In [None]:
import numpy as np
import pandas as pd
import matplotlib as plt
from sklearn.model_selection import cross_val_score, GridSearchCV, train_test_split

from sklearn.tree import DecisionTreeClassifier
from sklearn.ensemble import RandomForestClassifier, GradientBoostingClassifier

from sklearn.metrics import roc_auc_score

In [None]:
RANDOM_STATE = 111
DATASET_PATH = 'https://raw.githubusercontent.com/evgpat/edu_stepik_practical_ml/main/datasets/flight_delays_train.csv'

In [None]:
data = pd.read_csv(DATASET_PATH)
print(data)

## Обучение моделей

In [None]:
X = data[['DepTime', 'Distance']]
y = data['dep_delayed_15min'].map({'Y': 1, 'N': 0})
print(X)

In [None]:
dt = DecisionTreeClassifier()

cross_val_score(dt, X, y, cv=3, scoring='roc_auc').mean()

In [None]:
rf = RandomForestClassifier()

cross_val_score(rf, X, y, cv=3, scoring='roc_auc').mean()

In [None]:
gb = GradientBoostingClassifier()

cross_val_score(gb, X, y, cv=3, scoring='roc_auc').mean()
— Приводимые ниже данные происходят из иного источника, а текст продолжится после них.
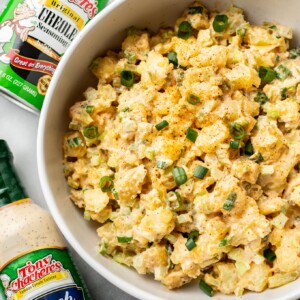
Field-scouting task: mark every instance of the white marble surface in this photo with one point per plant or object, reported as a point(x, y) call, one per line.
point(19, 128)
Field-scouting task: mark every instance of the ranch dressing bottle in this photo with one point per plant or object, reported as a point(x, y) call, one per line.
point(34, 261)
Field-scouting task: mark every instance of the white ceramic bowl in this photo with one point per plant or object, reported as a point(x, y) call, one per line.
point(72, 77)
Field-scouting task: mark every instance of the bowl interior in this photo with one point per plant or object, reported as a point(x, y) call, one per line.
point(72, 77)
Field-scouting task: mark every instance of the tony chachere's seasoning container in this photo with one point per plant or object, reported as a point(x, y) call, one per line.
point(34, 35)
point(34, 262)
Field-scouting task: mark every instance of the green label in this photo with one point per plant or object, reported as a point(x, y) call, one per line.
point(45, 274)
point(34, 35)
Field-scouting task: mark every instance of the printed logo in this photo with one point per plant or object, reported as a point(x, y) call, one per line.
point(35, 274)
point(20, 25)
point(88, 6)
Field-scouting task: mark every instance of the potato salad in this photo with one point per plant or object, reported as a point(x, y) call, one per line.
point(187, 153)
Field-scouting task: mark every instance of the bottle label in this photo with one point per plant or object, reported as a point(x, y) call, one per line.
point(44, 274)
point(34, 35)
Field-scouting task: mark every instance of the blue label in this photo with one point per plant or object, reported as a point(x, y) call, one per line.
point(64, 293)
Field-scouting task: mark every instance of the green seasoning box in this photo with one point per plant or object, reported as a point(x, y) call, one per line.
point(34, 34)
point(34, 262)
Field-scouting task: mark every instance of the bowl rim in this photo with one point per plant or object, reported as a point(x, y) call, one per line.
point(113, 278)
point(124, 285)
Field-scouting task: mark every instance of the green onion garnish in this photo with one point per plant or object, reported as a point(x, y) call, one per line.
point(282, 72)
point(200, 172)
point(172, 56)
point(89, 108)
point(193, 99)
point(248, 148)
point(229, 202)
point(191, 135)
point(220, 23)
point(106, 184)
point(194, 234)
point(90, 132)
point(234, 144)
point(283, 93)
point(294, 53)
point(193, 10)
point(115, 193)
point(190, 244)
point(207, 289)
point(174, 200)
point(75, 142)
point(169, 251)
point(124, 239)
point(103, 248)
point(269, 255)
point(179, 175)
point(161, 125)
point(237, 131)
point(161, 164)
point(185, 30)
point(241, 31)
point(223, 243)
point(261, 97)
point(266, 74)
point(127, 78)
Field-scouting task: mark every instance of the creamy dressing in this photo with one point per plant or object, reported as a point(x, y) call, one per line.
point(24, 226)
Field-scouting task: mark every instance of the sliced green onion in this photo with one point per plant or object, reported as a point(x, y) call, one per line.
point(200, 172)
point(190, 244)
point(207, 289)
point(241, 31)
point(91, 132)
point(193, 99)
point(169, 251)
point(220, 23)
point(249, 148)
point(127, 78)
point(103, 248)
point(258, 158)
point(282, 72)
point(106, 184)
point(283, 93)
point(172, 56)
point(174, 200)
point(229, 202)
point(223, 243)
point(191, 135)
point(87, 215)
point(294, 53)
point(179, 175)
point(266, 74)
point(261, 97)
point(115, 193)
point(194, 234)
point(162, 125)
point(269, 255)
point(237, 131)
point(185, 30)
point(75, 142)
point(124, 239)
point(193, 10)
point(161, 164)
point(234, 144)
point(89, 108)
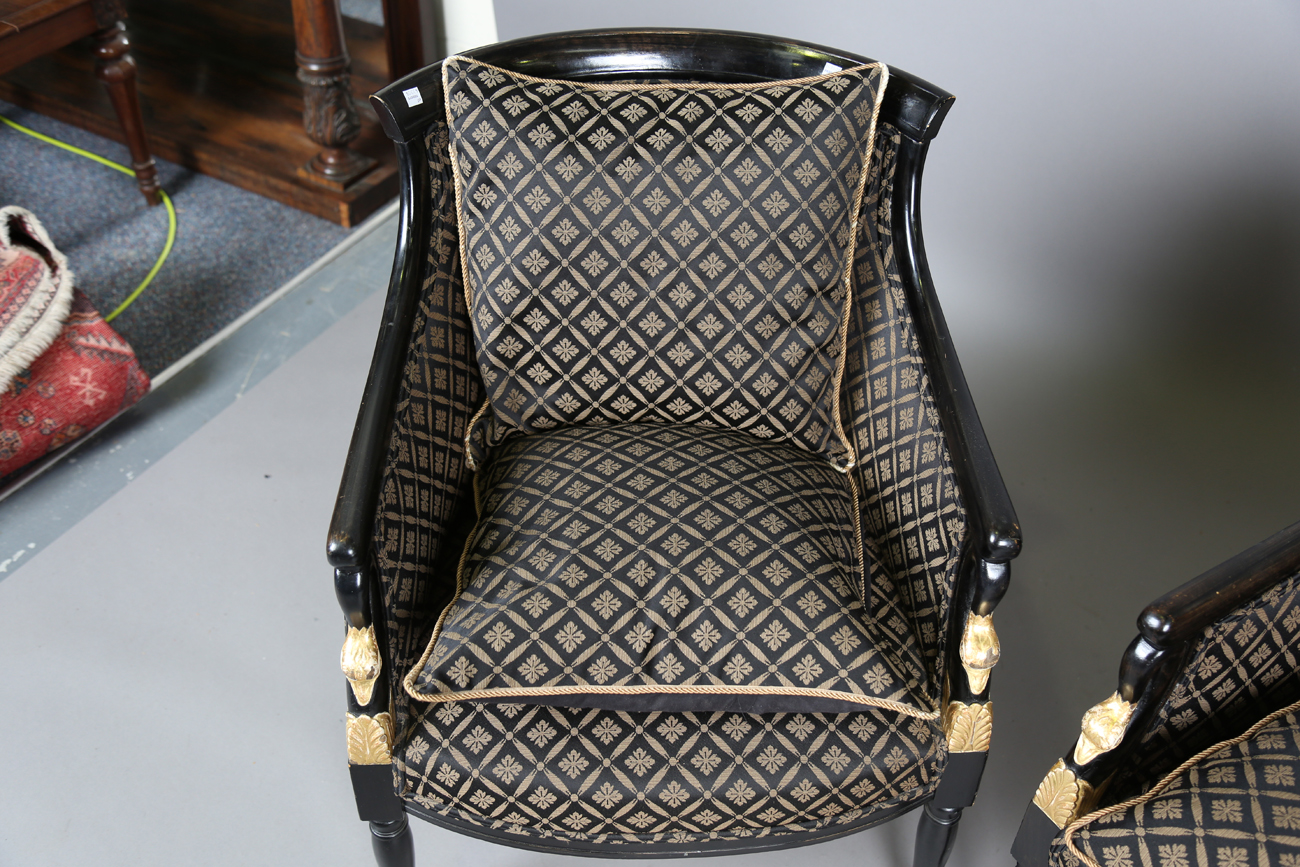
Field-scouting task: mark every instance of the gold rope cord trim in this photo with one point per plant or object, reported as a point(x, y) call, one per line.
point(524, 692)
point(836, 415)
point(1160, 788)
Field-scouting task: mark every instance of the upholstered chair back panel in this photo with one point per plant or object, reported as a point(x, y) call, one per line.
point(427, 493)
point(913, 519)
point(668, 254)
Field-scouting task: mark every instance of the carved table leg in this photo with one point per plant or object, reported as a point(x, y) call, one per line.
point(329, 113)
point(116, 68)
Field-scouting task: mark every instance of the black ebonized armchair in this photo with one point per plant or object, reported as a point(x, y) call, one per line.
point(1192, 762)
point(668, 525)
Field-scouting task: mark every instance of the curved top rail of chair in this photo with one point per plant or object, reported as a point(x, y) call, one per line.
point(911, 104)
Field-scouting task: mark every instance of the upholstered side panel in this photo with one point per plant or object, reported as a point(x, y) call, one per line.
point(913, 519)
point(622, 777)
point(427, 495)
point(1233, 806)
point(1244, 667)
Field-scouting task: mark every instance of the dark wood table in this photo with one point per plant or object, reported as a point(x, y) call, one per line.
point(30, 29)
point(268, 95)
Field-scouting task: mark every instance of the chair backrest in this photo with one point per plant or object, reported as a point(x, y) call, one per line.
point(919, 536)
point(911, 104)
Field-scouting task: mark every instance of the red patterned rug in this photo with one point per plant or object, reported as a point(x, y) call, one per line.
point(63, 369)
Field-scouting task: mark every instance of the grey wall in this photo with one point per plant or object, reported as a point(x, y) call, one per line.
point(1113, 221)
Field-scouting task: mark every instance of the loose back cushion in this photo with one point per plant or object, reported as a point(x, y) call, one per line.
point(661, 252)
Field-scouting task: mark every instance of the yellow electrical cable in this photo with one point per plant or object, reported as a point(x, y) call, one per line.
point(167, 200)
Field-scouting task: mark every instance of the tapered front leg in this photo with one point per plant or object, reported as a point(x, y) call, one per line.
point(116, 69)
point(393, 844)
point(935, 836)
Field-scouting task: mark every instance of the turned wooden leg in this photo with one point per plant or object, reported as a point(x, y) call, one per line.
point(329, 112)
point(936, 832)
point(116, 68)
point(393, 844)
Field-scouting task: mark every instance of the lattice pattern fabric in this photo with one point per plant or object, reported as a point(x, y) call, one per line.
point(661, 252)
point(1244, 667)
point(649, 567)
point(614, 777)
point(427, 495)
point(913, 517)
point(1236, 806)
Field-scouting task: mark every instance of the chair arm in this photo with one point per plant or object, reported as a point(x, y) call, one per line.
point(995, 527)
point(1182, 614)
point(351, 525)
point(1171, 632)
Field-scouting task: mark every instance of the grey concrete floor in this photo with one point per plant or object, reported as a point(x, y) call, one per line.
point(172, 645)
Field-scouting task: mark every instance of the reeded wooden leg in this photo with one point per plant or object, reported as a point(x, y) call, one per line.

Выведем *bias* и *variance* каждой из моделей при помощи `bias_variance_decomp` из библиотеки `mlxtend`. Функция на вход ожидает получения тренировочных и тестовых данных, поэтому разобъем все данные на train и test.

In [None]:
!pip install mlxtend --upgrade

In [None]:
Xtrain, Xtest, ytrain, ytest = train_test_split(X, y, test_size=0.25, random_state=RANDOM_STATE)

In [None]:
from mlxtend.evaluate import bias_variance_decomp

avg_var = bias_variance_decomp(dt, Xtrain[:1000].values, ytrain[:1000].values,
                                                  Xtest.values, ytest.values, loss = '0-1_loss',
                                                  random_seed=np.random.seed(RANDOM_STATE), num_rounds = 50)
avg_bias = bias_variance_decomp(dt, Xtrain[:1000].values, ytrain[:1000].values,
                                                  Xtest.values, ytest.values, loss = '0-1_loss',
                                                  random_seed=np.random.seed(RANDOM_STATE), num_rounds = 50)
print(avg_var)
print(avg_bias)

In [None]:
from mlxtend.evaluate import bias_variance_decomp

avg_var = bias_variance_decomp(rf, Xtrain[:1000].values, ytrain[:1000].values,
                                                  Xtest.values, ytest.values, loss = '0-1_loss',
                                                  random_seed=np.random.seed(RANDOM_STATE), num_rounds = 50)
avg_bias = bias_variance_decomp(rf, Xtrain[:1000].values, ytrain[:1000].values,
                                                  Xtest.values, ytest.values, loss = '0-1_loss',
                                                  random_seed=np.random.seed(RANDOM_STATE), num_rounds = 50)
print(avg_var)
print(avg_bias)

In [None]:
from mlxtend.evaluate import bias_variance_decomp

avg_var = bias_variance_decomp(gb, Xtrain[:1000].values, ytrain[:1000].values,
                                                  Xtest.values, ytest.values, loss = '0-1_loss',
                                                  random_seed=np.random.seed(RANDOM_STATE), num_rounds = 50)
avg_bias = bias_variance_decomp(gb, Xtrain[:1000].values, ytrain[:1000].values,
                                                  Xtest.values, ytest.values, loss = '0-1_loss',
                                                  random_seed=np.random.seed(RANDOM_STATE), num_rounds = 50)
print(avg_var)
print(avg_bias)

## Подбор гиперпараметров

### Гиперпараметры для решающего дерева

In [None]:
params = {'max_depth': np.arange(2, 30, 3),
         'max_features': np.arange(2, 12, 3),
         'criterion': ('gini', 'entropy', 'log_loss'),
         'min_samples_split': np.arange(1, 5, 1),
         'min_samples_leaf': np.arange(1, 5, 1)}

gs = GridSearchCV(dt, params, cv=3, scoring='roc_auc', verbose=1)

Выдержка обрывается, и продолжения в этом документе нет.